Is there a way to prove that the order of an element in a Group divides the order of the Group, WITHOUT USING LAGRANGE'S This is a very easy fact we use in Group Theory,
But somehow, I wondered that whether there may be another way (other than Lagrange's Theorem) to prove that the order of an element divides the order of Group.
I attempted to go on the term "exponent" of the Group (just assume that G is a Finite Group), which we may define the least common multiple of orders of elements in G. But this exponent divides $|G|$, since the order of each element divides $|G|$. So it became a little paradox. 
Shall I think that; before teaching this fact in a Course, one should teach about Lagrange's first?
 A: There is a nice, Lagrange-free proof for Abelian groups.
Let $G$ be an Abelian, finite group of order $n$, and let $G = \{a_{1}, \dots, a_{n} \}$. Let $x \in G$.
The map
$$
G \to G, \qquad a \mapsto a x
$$
is readily seen to be a bijection, so that $G = \{a_{1} x, \dots, a_{n} x \}$. Therefore
$$\tag{key}
\prod_{i=1}^{n} a_{n} = \prod_{i=1}^{n} (a_{n} x) = \left(\prod_{i=1}^{n} a_{n}\right) x^{n}.
$$
Simplifying, we get $x^{n} = 1$
Note that in (key) I have rearranged the terms in the products, taking advantage of the fact that $G$ is abelian.
A: As I mentioned, here is a way to show that the order of any element divides the order of the group, which does not use Lagrange. Instead, it uses a bunch of knowledge about permutations, which might sometimes have been introduced before Lagrange.

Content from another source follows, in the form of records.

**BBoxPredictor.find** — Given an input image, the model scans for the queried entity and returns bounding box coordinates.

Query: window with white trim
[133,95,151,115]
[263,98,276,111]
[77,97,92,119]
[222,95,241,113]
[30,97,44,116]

So let $x\in G $ and note that $a\mapsto xa $ defines a permutation of $G $. So write this permutation as a product of disjoint cycles, with the shortest of length $m $.
Now $x^m $ has a fixed point (any element in the $m $-cycle). But this means that $x^mb = b $ for some $b\in G $ and thus $x^m= 1$. However, if there was also some cycle of length $k>m $ in the decomposition of $x $ then no element in this cycle would be fixed by $x^m $, but since $x^m $ was equal to $1$ this is clearly absurd, so we conclude that all cycles have length $m $.
Now we get the conclusion since the sum of the lengths of the cycles is precisely the order of the group, so $m $ divides this and is clearly the order of $x $.